Alguns moradores queixam-se também de aumentos excessivos de rendas, sobretudo em famílias de mais baixos rendimentos e que atravessam dificuldades – reformados, desempregados de longa duração, famílias com pessoas doentes e com despesas elevadas de saúde. Uma das famílias que mora no bairro é constituída por três reformados, com rendimentos no valor de 700€. Todos os elementos do agregado familiar têm problemas graves de saúde. Um dos membros toma 17 medicamentos por dia (rins, hipertensão, problemas no âmbito da psiquiatria, etc); um outro tem cancro na próstata e princípios de Alzheimer; o terceiro elemento foi submetido a várias cirurgias aos joelhos e colocou agora uma banda gástrica. Em 1 ano, a renda paga por esta família passou de 85€ para 105€ (20€ de aumento, corresponde a um aumento de 20%). Neste momento 15% dos rendimentos são para pagar a renda de habitação social. Sobram 595€ para viverem três pessoas.

 Na entrada 309 vive no 3º andar um adulto com deficiência que não consegue sair de casa, já que nenhum dos prédios tem elevador.

O que a CDU rapidamente concluiu é que o aumento das rendas das casas não levou ao aumento da qualidade de vida no bairro.

Também verificámos mais uma vez o isolamento a que este conjunto habitacional continua sujeito, sobretudo devido a não ser servido pela carreira de autocarros da STCP, como já por mais de uma vez foi pedido. Esta situação leva a que muitas pessoas passem largos períodos sem poder sair do Bairro, e tenham mesmo dificuldades para se deslocar ao médico. Recorde-se que o Bairro fica localizado numa das mais excêntricas áreas da freguesia de Ermesinde, próximo do seu limite oriental, entre os lugares de Montes da Costa e Sonhos.

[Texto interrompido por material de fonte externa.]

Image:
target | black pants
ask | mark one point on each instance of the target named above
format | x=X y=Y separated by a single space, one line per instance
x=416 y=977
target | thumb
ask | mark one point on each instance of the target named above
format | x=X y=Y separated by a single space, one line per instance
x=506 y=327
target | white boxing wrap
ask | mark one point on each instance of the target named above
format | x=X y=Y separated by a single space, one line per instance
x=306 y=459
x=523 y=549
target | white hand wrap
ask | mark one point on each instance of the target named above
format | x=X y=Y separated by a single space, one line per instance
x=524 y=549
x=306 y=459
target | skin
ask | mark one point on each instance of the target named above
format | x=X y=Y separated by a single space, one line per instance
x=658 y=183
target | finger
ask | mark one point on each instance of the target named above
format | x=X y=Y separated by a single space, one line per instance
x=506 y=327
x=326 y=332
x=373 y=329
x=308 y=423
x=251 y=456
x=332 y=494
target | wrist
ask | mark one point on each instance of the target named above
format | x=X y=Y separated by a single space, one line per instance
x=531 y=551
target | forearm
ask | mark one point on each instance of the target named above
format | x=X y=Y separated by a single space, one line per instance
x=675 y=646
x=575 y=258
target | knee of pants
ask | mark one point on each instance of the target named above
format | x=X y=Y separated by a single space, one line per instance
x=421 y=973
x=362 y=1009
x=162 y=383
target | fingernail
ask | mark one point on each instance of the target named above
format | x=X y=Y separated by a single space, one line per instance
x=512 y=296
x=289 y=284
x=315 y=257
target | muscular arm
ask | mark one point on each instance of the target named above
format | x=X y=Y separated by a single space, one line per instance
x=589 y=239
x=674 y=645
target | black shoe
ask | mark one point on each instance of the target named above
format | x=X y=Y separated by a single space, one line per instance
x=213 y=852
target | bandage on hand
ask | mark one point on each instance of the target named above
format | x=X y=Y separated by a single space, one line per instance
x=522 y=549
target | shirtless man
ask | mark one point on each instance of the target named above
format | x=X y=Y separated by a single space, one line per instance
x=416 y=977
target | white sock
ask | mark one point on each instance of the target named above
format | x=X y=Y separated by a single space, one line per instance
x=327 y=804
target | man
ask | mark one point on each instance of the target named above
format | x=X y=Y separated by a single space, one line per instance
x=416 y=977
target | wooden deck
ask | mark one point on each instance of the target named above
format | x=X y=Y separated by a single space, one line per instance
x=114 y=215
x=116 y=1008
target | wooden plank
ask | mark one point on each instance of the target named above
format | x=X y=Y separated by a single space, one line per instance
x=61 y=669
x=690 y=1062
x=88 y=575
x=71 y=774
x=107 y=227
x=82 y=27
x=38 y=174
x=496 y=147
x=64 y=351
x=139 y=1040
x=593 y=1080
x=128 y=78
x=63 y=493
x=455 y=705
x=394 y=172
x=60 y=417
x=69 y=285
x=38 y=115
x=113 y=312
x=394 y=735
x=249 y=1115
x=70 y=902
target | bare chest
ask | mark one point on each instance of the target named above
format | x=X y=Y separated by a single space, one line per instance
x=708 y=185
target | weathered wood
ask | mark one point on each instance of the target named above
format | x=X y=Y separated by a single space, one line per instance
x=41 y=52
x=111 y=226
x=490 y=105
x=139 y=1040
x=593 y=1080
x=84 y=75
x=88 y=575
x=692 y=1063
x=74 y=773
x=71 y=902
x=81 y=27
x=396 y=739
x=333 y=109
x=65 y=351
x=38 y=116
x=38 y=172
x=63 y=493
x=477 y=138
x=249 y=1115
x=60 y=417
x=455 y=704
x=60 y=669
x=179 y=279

É inadmissível que um complexo de habitação social construído apenas há 6 anos esteja degradado desta forma e que seja o espelho na perpetuação dos erros cometidos nos anos 80 na construção dos restantes complexos de habitação social.

Pretendemos com esta tomada de posição que o Sr. Presidente “ponha os pés ao caminho” e exija da CMV a resolução dos problemas apresentados.